Level -4 is not the lowest level, and we also got a quick look at Level -5, which runs underneath the platforms themselves and provides all the cabling and pipe infrastructure for the station and indeed the running lines themselves. No more cables running along the nice new tunnel tubes, or disfiguring the space age, Star Wars-like stations with their white acrylic panel sections and organic looking curves rather than corners.

tcr2a

It was also nice to see a glimpse of some rather pleasing looking concrete ceilings – they reminded me of the bold Euston Station ceiling that hardly anyone spots – sadly I suspect they will not appear “raw” in the finished station, but the green and orange glows of the worklights on them looked great.

tcr3

(By the way, I’ve been into the station construction site before, in March 2015.)

All in, a great tour of one of the stations that will be a significant addition to London’s transport capability, and looking forward to seeing the finished product at the end of 2018.

Categories
London

Open Doors: Bermondsey Dive-Under

diveunder1

The third tour I managed during the Construction Open Doors week of events back in June was to the site of the Bermondsey Diveunder. After visiting the (re)beginnings of a skyscraper, and a huge building development – this was something very different – a project building downwards, reusing old Victorian arches and the space between tracks on a very busy junction near London Bridge station, to allow for a “metro” frequency service into London Bridge and up through the centre of the capital to St Pancras – the so-called Thameslink Programme.

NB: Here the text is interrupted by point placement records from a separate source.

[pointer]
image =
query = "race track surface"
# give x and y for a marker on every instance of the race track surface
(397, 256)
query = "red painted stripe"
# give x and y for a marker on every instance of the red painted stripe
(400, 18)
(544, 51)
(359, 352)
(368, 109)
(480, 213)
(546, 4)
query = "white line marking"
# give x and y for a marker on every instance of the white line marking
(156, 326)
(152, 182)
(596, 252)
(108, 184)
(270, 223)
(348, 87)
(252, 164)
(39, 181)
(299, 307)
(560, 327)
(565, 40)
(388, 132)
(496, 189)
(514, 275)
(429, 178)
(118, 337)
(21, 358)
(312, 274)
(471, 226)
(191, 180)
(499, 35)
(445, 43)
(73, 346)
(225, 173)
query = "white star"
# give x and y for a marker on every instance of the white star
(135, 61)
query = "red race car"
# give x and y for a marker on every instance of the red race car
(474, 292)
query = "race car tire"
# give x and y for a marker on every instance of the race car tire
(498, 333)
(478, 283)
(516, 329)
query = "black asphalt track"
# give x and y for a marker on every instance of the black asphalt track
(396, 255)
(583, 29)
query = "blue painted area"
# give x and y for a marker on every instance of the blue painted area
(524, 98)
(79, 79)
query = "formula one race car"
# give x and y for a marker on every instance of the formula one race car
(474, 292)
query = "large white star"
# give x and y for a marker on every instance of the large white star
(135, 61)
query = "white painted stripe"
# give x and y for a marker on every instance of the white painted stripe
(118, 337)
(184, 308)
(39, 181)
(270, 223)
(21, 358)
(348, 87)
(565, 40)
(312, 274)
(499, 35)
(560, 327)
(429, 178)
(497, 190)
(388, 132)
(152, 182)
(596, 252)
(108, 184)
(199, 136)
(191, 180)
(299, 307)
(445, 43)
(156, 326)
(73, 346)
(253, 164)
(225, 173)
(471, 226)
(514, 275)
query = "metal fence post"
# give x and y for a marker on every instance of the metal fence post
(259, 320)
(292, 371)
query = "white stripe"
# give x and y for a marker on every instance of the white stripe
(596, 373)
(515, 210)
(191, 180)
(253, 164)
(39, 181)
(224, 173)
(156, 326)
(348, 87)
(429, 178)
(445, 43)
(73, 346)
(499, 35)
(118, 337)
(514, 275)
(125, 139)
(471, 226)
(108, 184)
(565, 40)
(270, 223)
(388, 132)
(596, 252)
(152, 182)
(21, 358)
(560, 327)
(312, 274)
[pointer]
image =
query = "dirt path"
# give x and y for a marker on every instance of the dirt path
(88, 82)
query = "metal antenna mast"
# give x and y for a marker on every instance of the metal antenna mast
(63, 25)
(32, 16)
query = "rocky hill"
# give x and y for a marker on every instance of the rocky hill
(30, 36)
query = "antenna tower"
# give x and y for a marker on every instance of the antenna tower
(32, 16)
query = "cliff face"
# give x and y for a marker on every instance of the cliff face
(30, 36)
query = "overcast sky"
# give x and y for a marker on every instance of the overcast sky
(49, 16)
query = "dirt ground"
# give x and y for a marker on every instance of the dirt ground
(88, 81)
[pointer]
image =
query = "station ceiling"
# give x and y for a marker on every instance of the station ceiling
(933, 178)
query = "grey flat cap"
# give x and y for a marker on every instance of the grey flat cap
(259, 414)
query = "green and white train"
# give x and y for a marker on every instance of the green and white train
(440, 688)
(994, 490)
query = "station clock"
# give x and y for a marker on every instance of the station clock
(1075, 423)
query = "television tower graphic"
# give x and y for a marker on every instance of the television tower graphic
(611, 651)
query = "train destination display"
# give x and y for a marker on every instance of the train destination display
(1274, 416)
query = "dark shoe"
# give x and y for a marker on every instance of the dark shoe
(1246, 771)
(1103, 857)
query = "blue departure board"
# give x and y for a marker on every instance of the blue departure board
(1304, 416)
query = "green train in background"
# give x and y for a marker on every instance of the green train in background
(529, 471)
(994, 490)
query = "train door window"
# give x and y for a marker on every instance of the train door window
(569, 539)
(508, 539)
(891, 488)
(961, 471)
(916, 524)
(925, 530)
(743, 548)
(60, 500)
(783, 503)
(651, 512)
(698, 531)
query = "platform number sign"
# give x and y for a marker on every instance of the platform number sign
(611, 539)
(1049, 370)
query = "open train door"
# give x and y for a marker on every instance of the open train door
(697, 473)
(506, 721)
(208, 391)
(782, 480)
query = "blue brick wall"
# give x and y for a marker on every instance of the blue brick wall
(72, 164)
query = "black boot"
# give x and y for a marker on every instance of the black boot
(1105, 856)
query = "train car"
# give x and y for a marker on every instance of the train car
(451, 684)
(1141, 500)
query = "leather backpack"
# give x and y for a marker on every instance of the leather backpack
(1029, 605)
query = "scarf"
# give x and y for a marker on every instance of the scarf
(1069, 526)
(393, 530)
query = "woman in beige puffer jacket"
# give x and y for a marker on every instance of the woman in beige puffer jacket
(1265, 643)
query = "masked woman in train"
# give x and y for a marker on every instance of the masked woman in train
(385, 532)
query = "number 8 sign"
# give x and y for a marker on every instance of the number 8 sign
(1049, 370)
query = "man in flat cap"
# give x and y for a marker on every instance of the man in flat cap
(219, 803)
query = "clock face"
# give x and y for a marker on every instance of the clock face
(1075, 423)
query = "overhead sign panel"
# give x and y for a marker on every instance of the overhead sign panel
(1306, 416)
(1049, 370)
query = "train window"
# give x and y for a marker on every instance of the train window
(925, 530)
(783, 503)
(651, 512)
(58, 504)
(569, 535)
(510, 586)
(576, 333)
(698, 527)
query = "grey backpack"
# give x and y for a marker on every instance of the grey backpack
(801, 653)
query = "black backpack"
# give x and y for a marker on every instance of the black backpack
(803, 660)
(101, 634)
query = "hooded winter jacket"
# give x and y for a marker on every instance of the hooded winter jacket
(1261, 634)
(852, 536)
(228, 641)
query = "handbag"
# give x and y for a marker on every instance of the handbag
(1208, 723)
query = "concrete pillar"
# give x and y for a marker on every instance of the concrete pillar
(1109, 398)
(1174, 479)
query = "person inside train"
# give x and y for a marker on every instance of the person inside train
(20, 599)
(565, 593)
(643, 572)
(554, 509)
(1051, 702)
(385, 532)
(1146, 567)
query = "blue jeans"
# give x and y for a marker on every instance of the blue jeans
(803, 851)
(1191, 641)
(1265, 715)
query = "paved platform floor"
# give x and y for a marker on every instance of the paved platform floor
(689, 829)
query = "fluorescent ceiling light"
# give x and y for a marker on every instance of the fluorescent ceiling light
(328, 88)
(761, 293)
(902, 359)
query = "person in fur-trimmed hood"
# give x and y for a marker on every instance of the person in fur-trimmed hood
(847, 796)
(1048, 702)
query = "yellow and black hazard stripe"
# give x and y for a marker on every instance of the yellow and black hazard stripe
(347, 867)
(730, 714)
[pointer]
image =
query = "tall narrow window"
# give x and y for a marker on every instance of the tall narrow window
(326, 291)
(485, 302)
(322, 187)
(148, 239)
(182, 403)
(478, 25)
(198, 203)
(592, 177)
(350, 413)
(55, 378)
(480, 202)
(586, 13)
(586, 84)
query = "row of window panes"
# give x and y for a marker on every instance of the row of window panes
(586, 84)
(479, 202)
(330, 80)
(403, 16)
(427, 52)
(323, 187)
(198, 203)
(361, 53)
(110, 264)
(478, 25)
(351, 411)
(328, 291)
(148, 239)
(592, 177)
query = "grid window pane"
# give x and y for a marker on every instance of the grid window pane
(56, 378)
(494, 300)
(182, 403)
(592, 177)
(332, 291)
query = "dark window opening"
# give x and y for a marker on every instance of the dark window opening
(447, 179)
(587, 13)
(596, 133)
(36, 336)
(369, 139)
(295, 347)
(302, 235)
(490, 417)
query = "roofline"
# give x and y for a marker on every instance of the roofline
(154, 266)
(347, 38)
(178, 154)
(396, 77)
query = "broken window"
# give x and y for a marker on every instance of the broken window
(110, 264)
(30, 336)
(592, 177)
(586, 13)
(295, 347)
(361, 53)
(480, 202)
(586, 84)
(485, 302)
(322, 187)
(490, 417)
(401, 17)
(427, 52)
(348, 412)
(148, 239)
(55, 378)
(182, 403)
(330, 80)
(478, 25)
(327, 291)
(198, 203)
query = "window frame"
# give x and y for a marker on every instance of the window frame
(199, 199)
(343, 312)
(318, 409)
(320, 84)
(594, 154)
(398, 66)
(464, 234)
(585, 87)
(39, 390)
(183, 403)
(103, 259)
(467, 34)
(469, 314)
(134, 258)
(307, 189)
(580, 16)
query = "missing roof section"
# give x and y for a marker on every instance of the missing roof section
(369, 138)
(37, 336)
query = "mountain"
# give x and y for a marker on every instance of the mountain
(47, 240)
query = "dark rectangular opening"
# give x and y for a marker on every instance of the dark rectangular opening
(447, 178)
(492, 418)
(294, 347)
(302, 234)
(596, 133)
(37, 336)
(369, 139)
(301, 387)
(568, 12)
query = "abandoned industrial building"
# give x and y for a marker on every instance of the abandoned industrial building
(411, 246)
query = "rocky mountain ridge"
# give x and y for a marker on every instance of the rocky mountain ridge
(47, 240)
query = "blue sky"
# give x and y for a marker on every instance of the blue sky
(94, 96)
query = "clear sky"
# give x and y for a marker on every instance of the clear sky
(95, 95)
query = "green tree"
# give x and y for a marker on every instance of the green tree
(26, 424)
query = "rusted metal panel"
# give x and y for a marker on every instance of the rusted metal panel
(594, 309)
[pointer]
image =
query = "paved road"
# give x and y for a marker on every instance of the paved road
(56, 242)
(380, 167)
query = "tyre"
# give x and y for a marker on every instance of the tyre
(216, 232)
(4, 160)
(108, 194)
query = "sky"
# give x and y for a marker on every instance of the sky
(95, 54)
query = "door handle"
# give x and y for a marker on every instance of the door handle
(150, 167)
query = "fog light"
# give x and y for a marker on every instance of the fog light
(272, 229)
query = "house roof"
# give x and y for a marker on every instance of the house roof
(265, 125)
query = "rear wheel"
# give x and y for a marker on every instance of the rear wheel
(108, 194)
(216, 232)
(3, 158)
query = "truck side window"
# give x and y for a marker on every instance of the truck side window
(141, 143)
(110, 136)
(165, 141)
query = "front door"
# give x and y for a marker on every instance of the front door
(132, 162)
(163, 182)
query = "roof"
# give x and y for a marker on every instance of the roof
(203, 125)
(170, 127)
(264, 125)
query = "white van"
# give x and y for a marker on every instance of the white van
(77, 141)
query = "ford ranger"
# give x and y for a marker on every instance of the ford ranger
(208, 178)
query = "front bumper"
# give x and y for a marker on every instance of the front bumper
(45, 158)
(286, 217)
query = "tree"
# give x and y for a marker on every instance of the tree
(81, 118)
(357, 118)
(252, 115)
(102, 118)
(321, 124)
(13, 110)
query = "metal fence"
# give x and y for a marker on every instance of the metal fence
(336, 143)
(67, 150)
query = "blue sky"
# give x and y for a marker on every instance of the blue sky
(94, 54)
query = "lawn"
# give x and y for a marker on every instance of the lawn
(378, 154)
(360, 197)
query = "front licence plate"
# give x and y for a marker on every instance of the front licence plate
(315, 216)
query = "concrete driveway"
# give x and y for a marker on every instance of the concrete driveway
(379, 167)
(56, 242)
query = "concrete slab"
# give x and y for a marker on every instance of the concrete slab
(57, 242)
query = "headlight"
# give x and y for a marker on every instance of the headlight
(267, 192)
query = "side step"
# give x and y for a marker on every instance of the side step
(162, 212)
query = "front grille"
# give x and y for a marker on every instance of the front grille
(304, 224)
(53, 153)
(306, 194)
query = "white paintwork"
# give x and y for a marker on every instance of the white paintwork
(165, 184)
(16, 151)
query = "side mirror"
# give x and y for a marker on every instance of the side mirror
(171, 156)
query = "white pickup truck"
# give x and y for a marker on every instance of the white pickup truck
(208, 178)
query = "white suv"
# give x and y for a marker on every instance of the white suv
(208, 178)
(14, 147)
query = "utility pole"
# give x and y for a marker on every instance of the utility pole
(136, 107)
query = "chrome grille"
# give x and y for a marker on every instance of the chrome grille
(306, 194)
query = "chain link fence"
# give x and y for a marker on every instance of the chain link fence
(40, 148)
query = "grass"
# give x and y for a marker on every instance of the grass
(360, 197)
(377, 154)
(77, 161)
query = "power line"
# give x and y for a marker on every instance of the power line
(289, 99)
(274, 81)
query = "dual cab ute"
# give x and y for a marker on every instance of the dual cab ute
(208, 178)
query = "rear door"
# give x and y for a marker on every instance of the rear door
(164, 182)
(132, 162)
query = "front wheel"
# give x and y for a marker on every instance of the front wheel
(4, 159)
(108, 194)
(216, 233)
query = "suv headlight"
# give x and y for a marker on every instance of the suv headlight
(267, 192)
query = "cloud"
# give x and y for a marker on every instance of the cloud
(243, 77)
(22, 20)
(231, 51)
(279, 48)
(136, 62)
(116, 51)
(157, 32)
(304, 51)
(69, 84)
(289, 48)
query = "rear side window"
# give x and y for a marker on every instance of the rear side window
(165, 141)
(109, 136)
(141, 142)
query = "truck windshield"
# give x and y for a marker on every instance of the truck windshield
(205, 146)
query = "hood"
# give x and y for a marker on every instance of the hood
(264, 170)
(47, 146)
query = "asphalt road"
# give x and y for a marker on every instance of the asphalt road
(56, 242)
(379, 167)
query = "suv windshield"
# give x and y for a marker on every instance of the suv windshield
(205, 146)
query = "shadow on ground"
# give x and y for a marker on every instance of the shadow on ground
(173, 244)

The project is building a “diveunder” – letting certain inbound services pass beneath outbound services elsewhere, so allowing a greater frequency of service. Essentially it is “grade separating” a busy junction, which happens to be part of the world’s oldest railway viaduct and once the longest viaduct of any kind, stretching over four miles from London Bridge to Greenwich.

diveunder2

From a historical perspective, it is nice to see that as much use of the existing, historic arches as possible is being made – the main part of the diveunder itself sitting on them until it ducks too low and they are replaced with smaller, modern ones, and eventually solid concrete. With the first big part of the new London Bridge station concourse opening up this weekend, things are starting to gear up and hopefully the extra capacity created by the diveunder will, in the short term, help to repair the currently badly suffering Southern services through the area, once it is opened in just a few short months.

diveunder3

The tour ended personally for me with a sour note – I returned back to find my bike was stolen. I’m happy to put South Bermondsey on my list of places to avoid in London in the future, except perhaps looking out of a train window at the new, sweeping lines that have been installed here.